In 2012, 87 percent of RJC’s board donated to Mitt Romney. In 2016, 81 percent have refused to donate to Trump.

by
Yair Rosenberg
November 02, 2016
Sarah Rice/Getty Images
Republican presidential candidate Donald Trump at a rally at the Open Door Christian Academy in Lisbon, Maine, October 28, 2016. Sarah Rice/Getty Images
Sarah Rice/Getty Images
Republican presidential candidate Donald Trump at a rally at the Open Door Christian Academy in Lisbon, Maine, October 28, 2016. Sarah Rice/Getty Images

On the surface, the Republican Jewish Coalition has been a good soldier this election. Officially, the group supports its party’s nominee for president, Donald Trump, despite his overwhelming unpopularity among nearly every Jewish conservative intellectual of note. But if one follows the money, as JTA’s Ben Sales has, it tells a very different story.

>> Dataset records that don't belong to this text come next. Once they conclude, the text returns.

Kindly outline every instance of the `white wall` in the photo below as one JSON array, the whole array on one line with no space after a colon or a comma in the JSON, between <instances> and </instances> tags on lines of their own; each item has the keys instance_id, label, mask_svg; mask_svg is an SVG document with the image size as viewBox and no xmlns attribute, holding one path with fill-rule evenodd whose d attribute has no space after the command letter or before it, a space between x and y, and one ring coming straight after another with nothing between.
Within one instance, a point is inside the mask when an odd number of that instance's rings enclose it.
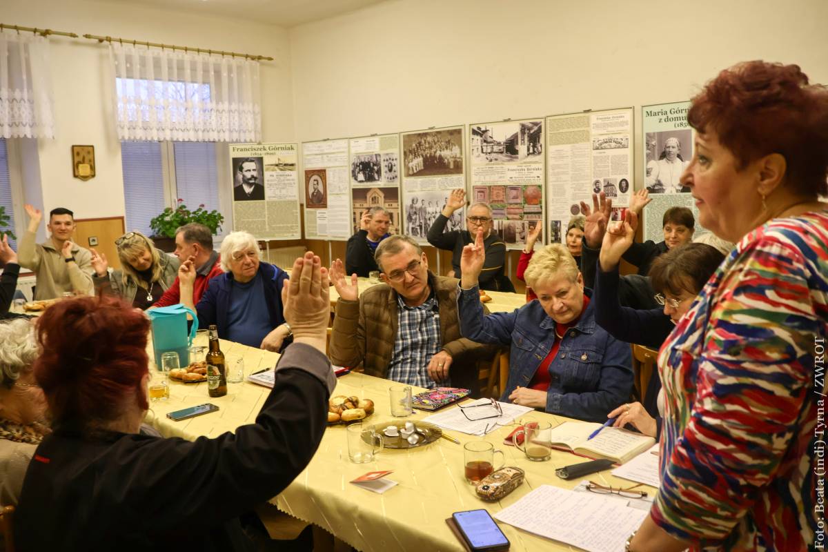
<instances>
[{"instance_id":1,"label":"white wall","mask_svg":"<svg viewBox=\"0 0 828 552\"><path fill-rule=\"evenodd\" d=\"M273 61L262 62L260 72L262 140L293 137L290 45L280 27L85 0L0 0L0 15L7 24L272 56ZM67 207L79 218L123 215L120 143L107 116L105 90L112 86L106 81L107 48L85 39L52 36L50 41L55 138L38 141L42 197L32 197L27 181L26 200L47 210ZM72 176L73 144L95 146L95 178L84 182ZM24 165L24 180L31 169Z\"/></svg>"},{"instance_id":2,"label":"white wall","mask_svg":"<svg viewBox=\"0 0 828 552\"><path fill-rule=\"evenodd\" d=\"M828 83L824 0L389 0L290 30L299 140L689 99L737 61ZM640 171L638 171L640 172Z\"/></svg>"}]
</instances>

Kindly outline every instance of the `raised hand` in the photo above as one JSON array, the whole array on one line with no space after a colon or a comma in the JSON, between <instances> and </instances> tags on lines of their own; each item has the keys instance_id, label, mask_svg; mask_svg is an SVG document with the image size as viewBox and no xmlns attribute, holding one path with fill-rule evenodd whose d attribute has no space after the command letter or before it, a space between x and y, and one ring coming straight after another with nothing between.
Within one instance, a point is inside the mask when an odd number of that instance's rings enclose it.
<instances>
[{"instance_id":1,"label":"raised hand","mask_svg":"<svg viewBox=\"0 0 828 552\"><path fill-rule=\"evenodd\" d=\"M640 216L644 208L647 207L647 204L652 201L652 198L649 197L649 194L650 193L647 191L647 188L642 188L635 192L629 198L629 208Z\"/></svg>"},{"instance_id":2,"label":"raised hand","mask_svg":"<svg viewBox=\"0 0 828 552\"><path fill-rule=\"evenodd\" d=\"M537 221L537 224L535 224L535 228L529 231L529 233L526 237L526 249L527 251L531 251L532 247L535 247L535 242L537 238L541 237L541 230L543 229L543 222Z\"/></svg>"},{"instance_id":3,"label":"raised hand","mask_svg":"<svg viewBox=\"0 0 828 552\"><path fill-rule=\"evenodd\" d=\"M294 343L315 347L322 354L330 320L330 286L328 270L309 251L293 262L291 279L282 288L285 320L293 331Z\"/></svg>"},{"instance_id":4,"label":"raised hand","mask_svg":"<svg viewBox=\"0 0 828 552\"><path fill-rule=\"evenodd\" d=\"M637 228L638 228L638 215L632 209L627 209L623 223L614 224L607 230L598 257L602 271L609 272L615 270L621 261L621 256L633 245Z\"/></svg>"},{"instance_id":5,"label":"raised hand","mask_svg":"<svg viewBox=\"0 0 828 552\"><path fill-rule=\"evenodd\" d=\"M359 288L357 286L357 275L351 275L349 281L348 275L345 273L345 265L340 259L334 261L330 265L330 276L334 282L334 287L339 297L346 301L355 301L359 296Z\"/></svg>"},{"instance_id":6,"label":"raised hand","mask_svg":"<svg viewBox=\"0 0 828 552\"><path fill-rule=\"evenodd\" d=\"M17 264L17 253L8 244L8 236L3 234L2 240L0 240L0 265L5 266L10 262Z\"/></svg>"},{"instance_id":7,"label":"raised hand","mask_svg":"<svg viewBox=\"0 0 828 552\"><path fill-rule=\"evenodd\" d=\"M72 247L75 244L72 243L70 240L66 240L63 242L63 247L60 248L60 254L63 255L63 258L70 259L72 258Z\"/></svg>"},{"instance_id":8,"label":"raised hand","mask_svg":"<svg viewBox=\"0 0 828 552\"><path fill-rule=\"evenodd\" d=\"M483 230L478 230L474 242L463 247L463 254L460 255L460 286L463 289L468 290L477 286L477 279L485 262Z\"/></svg>"},{"instance_id":9,"label":"raised hand","mask_svg":"<svg viewBox=\"0 0 828 552\"><path fill-rule=\"evenodd\" d=\"M109 263L107 262L106 255L99 253L94 249L89 250L92 252L92 268L95 269L95 274L103 278L107 275L109 269Z\"/></svg>"},{"instance_id":10,"label":"raised hand","mask_svg":"<svg viewBox=\"0 0 828 552\"><path fill-rule=\"evenodd\" d=\"M592 210L589 206L580 202L580 212L586 216L584 222L584 237L586 245L593 249L601 245L604 233L607 231L607 223L613 213L613 200L608 199L604 192L598 195L592 194Z\"/></svg>"},{"instance_id":11,"label":"raised hand","mask_svg":"<svg viewBox=\"0 0 828 552\"><path fill-rule=\"evenodd\" d=\"M451 209L451 213L454 213L459 209L462 209L463 205L465 205L465 190L462 188L457 188L456 190L452 190L451 194L449 194L449 199L445 202L445 209ZM445 213L443 213L445 214ZM447 216L450 216L450 213Z\"/></svg>"},{"instance_id":12,"label":"raised hand","mask_svg":"<svg viewBox=\"0 0 828 552\"><path fill-rule=\"evenodd\" d=\"M359 218L359 229L368 230L368 225L371 223L371 214L368 213L368 209L362 214L362 217Z\"/></svg>"},{"instance_id":13,"label":"raised hand","mask_svg":"<svg viewBox=\"0 0 828 552\"><path fill-rule=\"evenodd\" d=\"M178 283L180 286L192 287L195 283L195 257L190 256L178 267Z\"/></svg>"}]
</instances>

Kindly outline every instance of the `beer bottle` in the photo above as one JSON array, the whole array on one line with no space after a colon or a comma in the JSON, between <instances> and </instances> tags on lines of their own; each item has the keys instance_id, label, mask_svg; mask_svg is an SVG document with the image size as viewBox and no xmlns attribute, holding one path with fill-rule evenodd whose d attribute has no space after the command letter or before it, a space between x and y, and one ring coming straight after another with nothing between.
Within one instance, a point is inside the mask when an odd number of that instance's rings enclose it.
<instances>
[{"instance_id":1,"label":"beer bottle","mask_svg":"<svg viewBox=\"0 0 828 552\"><path fill-rule=\"evenodd\" d=\"M224 367L224 353L219 346L219 330L214 324L209 325L209 353L207 361L207 392L210 396L227 395L227 370Z\"/></svg>"}]
</instances>

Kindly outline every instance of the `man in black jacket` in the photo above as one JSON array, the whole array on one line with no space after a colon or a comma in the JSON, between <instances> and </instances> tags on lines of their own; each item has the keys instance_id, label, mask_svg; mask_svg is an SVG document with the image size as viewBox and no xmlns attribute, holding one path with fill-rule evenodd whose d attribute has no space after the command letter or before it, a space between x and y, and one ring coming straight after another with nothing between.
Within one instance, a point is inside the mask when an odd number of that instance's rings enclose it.
<instances>
[{"instance_id":1,"label":"man in black jacket","mask_svg":"<svg viewBox=\"0 0 828 552\"><path fill-rule=\"evenodd\" d=\"M362 214L359 232L348 240L345 251L345 271L348 274L356 272L358 276L367 278L372 271L378 271L373 253L379 242L390 236L388 226L391 217L383 207L372 207Z\"/></svg>"}]
</instances>

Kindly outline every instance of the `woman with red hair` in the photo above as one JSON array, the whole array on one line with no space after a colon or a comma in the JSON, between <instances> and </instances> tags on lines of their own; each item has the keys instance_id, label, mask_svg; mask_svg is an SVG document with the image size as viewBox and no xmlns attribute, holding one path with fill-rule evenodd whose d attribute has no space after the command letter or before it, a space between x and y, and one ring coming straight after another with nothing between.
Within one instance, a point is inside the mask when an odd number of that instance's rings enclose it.
<instances>
[{"instance_id":1,"label":"woman with red hair","mask_svg":"<svg viewBox=\"0 0 828 552\"><path fill-rule=\"evenodd\" d=\"M61 301L38 321L35 377L53 417L15 516L22 550L248 550L238 516L310 460L336 378L325 355L327 271L296 259L282 291L294 343L255 424L194 442L138 434L147 402L139 310L111 297Z\"/></svg>"},{"instance_id":2,"label":"woman with red hair","mask_svg":"<svg viewBox=\"0 0 828 552\"><path fill-rule=\"evenodd\" d=\"M751 61L687 118L681 184L701 225L738 245L659 353L662 485L627 550L805 550L824 543L828 89Z\"/></svg>"}]
</instances>

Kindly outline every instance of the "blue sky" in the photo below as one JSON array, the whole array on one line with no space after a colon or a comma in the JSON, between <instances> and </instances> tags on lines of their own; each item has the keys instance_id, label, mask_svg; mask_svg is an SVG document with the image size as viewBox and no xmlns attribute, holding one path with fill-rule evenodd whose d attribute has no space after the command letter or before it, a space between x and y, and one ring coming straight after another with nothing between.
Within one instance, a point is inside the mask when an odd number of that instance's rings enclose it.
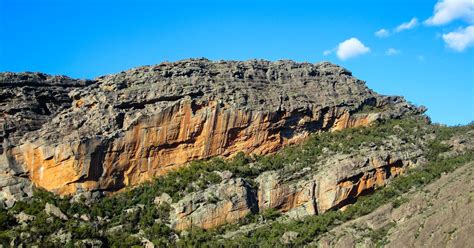
<instances>
[{"instance_id":1,"label":"blue sky","mask_svg":"<svg viewBox=\"0 0 474 248\"><path fill-rule=\"evenodd\" d=\"M434 122L466 124L474 120L473 5L0 0L0 71L94 78L192 57L330 61L379 93L428 107ZM378 37L381 29L389 35Z\"/></svg>"}]
</instances>

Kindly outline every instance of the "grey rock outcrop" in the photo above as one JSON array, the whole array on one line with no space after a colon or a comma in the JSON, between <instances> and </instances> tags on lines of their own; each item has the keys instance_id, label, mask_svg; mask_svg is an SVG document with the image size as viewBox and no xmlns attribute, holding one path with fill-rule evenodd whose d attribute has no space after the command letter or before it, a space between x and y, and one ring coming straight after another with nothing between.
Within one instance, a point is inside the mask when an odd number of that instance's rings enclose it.
<instances>
[{"instance_id":1,"label":"grey rock outcrop","mask_svg":"<svg viewBox=\"0 0 474 248\"><path fill-rule=\"evenodd\" d=\"M327 62L193 59L93 81L2 73L0 111L0 199L11 206L30 182L62 195L116 191L193 159L268 154L424 109Z\"/></svg>"}]
</instances>

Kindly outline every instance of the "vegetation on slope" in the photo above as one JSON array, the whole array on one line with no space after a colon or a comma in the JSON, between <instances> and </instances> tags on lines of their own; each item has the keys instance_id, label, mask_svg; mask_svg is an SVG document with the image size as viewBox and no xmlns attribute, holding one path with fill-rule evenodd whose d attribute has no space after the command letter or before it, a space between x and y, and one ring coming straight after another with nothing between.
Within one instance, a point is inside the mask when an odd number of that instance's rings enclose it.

“A JTA survey of federal campaign contribution records shows that more than 80 percent of the RJC board has declined to donate to its party’s presidential nominee,” reported Sales. “The numbers stand in stark contrast to previous election cycles. In 2012 and 2008, the vast majority of the current board members donated to Mitt Romney and John McCain, respectively, with many giving the maximum direct donation of $5,000.”

In a nutshell, whereas 87 percent of the board’s active donors backed Romney and McCain with their wallets, 81 percent have refused to back Trump, an astonishing and revealing reversal. Notably, Sales finds, many of these same donors who spurned Trump have readily donated to Republican congressional campaigns, making quite clear the specific source of their distaste.

Sales’s reporting is consistent with previous work by The Wall Street Journal and Nate Silver’s FiveThirtyEight, which both found that traditionally stalwart Republican Jewish donors were cutting off Trump. In May, WSJ found that while “Republican Jewish Coalition board members gave $16.5 million to Romney in 2012… They gave $5400 to Trump through May.” In September, an analysis by two political science professors in FiveThirtyEight determined that while 70 percent of Jewish donor cash went to Obama in 2012, 95 percent has gone to Clinton in 2016, due to conservative Jewish donors rejecting Trump.

In this regard, Sheldon Adelson, who has given $30 million to the Trump campaign, is essentially the exception that proves the rule (and even he has fallen far short of the $100 million he originally promised).

The RJC board’s telling cold shoulder to Trump’s campaign coffers is yet another example of how many Jewish conservatives have marshaled resistance to the Republican nominee, despite some ill-informed claims to the contrary.